Por que a convergência de tensões políticas, revolução tributária e a onipresença da IA fará do próximo ano o teste definitivo para a resiliência corporativa no Brasil.
Se o calendário corporativo permitisse previsibilidade, muitos executivos talvez escolhessem pular o ano de 2026. Mas, para a liderança que se prepara, ele promete ser o palco de uma reinvenção sem precedentes. Aproxima-se um período de inflexão brutal para os negócios no Brasil. Não estamos falando de desafios isolados, mas de forças convergentes: uma “tempestade perfeita” onde a escassez crítica de talentos colide com a polarização das urnas, enquanto a complexidade operacional da Reforma Tributária se entrelaça com a chegada definitiva de robôs humanoides e inteligências artificiais generativas aos escritórios.

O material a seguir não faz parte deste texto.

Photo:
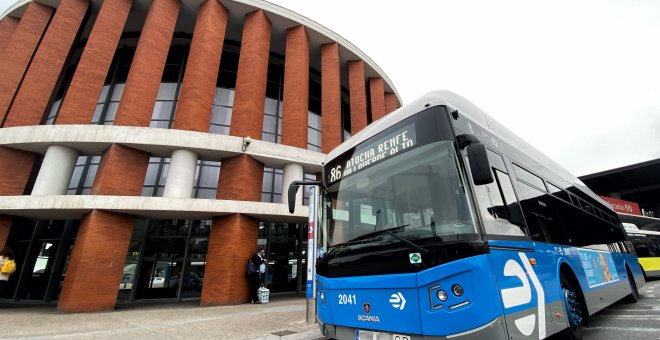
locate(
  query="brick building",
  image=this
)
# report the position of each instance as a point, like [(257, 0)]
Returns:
[(144, 144)]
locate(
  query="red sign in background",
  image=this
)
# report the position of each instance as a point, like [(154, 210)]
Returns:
[(622, 206)]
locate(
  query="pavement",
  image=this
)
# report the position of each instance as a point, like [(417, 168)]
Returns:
[(281, 318)]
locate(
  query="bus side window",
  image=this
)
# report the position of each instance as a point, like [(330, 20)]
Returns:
[(541, 215), (500, 208)]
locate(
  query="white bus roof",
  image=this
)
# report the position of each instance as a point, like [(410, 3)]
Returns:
[(476, 115)]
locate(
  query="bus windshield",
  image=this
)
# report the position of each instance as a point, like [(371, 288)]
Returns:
[(416, 198)]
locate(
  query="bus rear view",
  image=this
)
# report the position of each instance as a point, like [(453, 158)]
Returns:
[(425, 236)]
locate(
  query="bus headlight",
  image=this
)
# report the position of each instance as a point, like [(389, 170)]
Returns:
[(442, 296)]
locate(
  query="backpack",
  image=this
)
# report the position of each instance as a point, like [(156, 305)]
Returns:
[(8, 267), (250, 268)]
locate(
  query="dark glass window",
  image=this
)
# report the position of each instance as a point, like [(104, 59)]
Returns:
[(314, 135), (223, 104), (83, 175), (271, 190), (154, 181), (529, 177), (206, 179), (501, 212), (541, 215)]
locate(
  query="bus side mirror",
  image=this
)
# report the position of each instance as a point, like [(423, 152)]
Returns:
[(293, 190), (479, 165)]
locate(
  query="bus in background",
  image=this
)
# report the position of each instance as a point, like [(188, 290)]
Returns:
[(437, 222), (647, 247)]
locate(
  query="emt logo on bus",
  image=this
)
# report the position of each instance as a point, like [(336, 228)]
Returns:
[(517, 296)]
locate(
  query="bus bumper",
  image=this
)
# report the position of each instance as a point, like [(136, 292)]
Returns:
[(493, 330)]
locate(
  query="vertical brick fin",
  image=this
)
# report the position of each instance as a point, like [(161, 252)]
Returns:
[(16, 57), (5, 226), (15, 168), (139, 96), (81, 98), (358, 101), (330, 97), (248, 113), (41, 78), (97, 262), (296, 88), (232, 241), (391, 103), (121, 172), (7, 27), (240, 179), (198, 88), (377, 92)]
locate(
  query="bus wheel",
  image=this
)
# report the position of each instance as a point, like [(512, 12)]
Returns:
[(634, 293), (573, 308)]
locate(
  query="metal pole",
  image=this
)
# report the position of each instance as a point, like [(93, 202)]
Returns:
[(311, 257)]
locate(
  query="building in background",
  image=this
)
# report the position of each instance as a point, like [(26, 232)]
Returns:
[(144, 144), (632, 190)]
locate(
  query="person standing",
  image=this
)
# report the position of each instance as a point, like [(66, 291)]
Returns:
[(7, 266), (256, 278)]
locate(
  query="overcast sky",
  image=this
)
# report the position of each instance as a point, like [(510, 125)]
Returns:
[(579, 80)]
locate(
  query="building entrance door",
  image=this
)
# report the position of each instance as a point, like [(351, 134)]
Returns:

Para os C-Levels, conselheiros e dirigentes empresariais, a mensagem é inequívoca: o modelo de gestão “business as usual” não sobreviverá. O ano exigirá uma liderança ambidestra, capaz de apagar incêndios táticos com uma mão enquanto desenha o futuro estratégico com a outra. Será preciso equilibrar a implementação de tecnologias futuristas com a gestão de ansiedades humanas muito reais; a necessidade de compliance fiscal rigoroso com a volatilidade de um ano eleitoral.

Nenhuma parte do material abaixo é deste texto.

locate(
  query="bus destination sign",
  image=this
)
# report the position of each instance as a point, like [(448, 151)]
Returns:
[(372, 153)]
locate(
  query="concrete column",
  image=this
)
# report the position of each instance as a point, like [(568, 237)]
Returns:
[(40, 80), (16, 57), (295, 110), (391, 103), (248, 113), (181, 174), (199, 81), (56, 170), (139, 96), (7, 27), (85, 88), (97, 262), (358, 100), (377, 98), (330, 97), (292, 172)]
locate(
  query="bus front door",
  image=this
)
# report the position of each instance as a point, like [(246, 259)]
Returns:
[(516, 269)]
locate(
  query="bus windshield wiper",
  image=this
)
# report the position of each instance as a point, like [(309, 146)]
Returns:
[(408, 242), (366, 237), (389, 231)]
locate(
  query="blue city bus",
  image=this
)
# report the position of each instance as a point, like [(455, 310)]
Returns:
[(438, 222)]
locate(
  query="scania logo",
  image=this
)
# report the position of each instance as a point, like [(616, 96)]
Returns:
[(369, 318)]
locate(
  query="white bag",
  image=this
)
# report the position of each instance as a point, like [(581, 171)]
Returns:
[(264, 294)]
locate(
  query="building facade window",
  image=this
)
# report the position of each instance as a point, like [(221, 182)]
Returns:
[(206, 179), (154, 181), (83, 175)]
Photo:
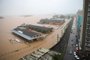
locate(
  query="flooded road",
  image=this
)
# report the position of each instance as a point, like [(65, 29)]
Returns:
[(10, 49)]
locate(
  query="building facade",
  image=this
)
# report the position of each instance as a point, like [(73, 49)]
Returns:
[(86, 30)]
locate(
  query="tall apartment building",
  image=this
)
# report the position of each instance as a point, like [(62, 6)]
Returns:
[(86, 28)]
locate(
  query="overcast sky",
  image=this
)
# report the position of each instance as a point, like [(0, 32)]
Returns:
[(29, 7)]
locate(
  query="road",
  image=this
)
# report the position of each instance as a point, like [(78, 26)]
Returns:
[(71, 43)]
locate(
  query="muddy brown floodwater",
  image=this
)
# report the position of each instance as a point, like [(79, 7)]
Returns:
[(13, 50)]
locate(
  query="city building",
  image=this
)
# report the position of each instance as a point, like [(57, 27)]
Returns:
[(85, 44)]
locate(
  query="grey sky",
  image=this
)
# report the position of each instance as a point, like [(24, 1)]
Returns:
[(29, 7)]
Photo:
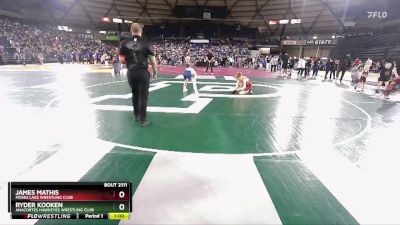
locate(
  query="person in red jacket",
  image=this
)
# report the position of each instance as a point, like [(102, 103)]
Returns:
[(243, 85)]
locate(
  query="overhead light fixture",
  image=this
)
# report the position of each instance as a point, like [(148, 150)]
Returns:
[(295, 21), (283, 21), (273, 22), (106, 19), (117, 20)]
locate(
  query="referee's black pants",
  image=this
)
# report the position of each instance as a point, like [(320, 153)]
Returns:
[(139, 81)]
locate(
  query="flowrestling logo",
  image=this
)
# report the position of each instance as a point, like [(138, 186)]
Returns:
[(377, 14)]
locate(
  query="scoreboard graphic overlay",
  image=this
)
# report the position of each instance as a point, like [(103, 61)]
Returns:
[(70, 200)]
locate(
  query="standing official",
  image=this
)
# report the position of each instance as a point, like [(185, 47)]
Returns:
[(136, 52)]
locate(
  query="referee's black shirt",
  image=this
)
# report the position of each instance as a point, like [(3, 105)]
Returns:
[(136, 51)]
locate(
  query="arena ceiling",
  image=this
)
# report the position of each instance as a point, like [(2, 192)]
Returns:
[(317, 15)]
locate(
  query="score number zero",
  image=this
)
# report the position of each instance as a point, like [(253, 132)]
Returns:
[(121, 194)]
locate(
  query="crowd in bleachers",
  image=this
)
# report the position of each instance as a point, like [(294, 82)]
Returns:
[(226, 52), (25, 43)]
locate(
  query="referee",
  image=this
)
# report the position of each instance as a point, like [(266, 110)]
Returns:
[(135, 53)]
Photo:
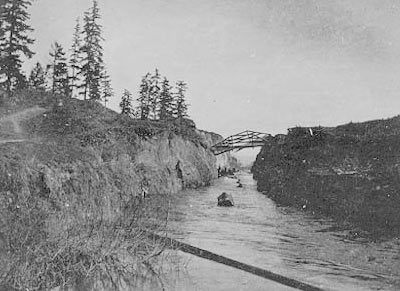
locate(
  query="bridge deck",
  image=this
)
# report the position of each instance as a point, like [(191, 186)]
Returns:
[(245, 139)]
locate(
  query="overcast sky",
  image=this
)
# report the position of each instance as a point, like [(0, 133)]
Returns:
[(263, 65)]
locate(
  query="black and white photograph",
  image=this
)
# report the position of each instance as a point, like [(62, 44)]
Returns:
[(199, 145)]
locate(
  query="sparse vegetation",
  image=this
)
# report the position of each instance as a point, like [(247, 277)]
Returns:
[(349, 172), (70, 203)]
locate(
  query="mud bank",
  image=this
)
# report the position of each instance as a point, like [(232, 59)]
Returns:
[(72, 185), (350, 172)]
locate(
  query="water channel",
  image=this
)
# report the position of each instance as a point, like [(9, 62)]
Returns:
[(282, 240)]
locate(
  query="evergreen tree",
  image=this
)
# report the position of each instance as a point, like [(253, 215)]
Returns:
[(14, 42), (155, 90), (181, 107), (37, 78), (144, 97), (59, 70), (75, 59), (166, 101), (92, 50), (106, 89), (126, 103)]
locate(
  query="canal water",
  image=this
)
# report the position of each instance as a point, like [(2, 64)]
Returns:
[(289, 242)]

“Navegar em 2026 não será sobre evitar a tempestade, mas sobre ajustar as velas enquanto o barco é reconstruído em mar aberto.”
A seguir, as quatro forças tectônicas que moldarão este ano decisivo: pessoas, política, impostos e tecnologia, e como transformá-las de ameaças iminentes em vantagens competitivas duradouras.
1. O paradoxo do capital humano: a corrida contra a obsolescência
A dinâmica do trabalho vive uma metamorfose acelerada, gerando um cenário paradoxal e cruel para o gestor: sobram vagas, mas faltam pessoas qualificadas. Dados globais indicam que 87% dos empregadores reportam dificuldades em encontrar talentos com as competências necessárias. Setores-chave enfrentam um apagão de mão de obra que faz projetos inovadores patinarem e posições estratégicas ficarem abertas por meses.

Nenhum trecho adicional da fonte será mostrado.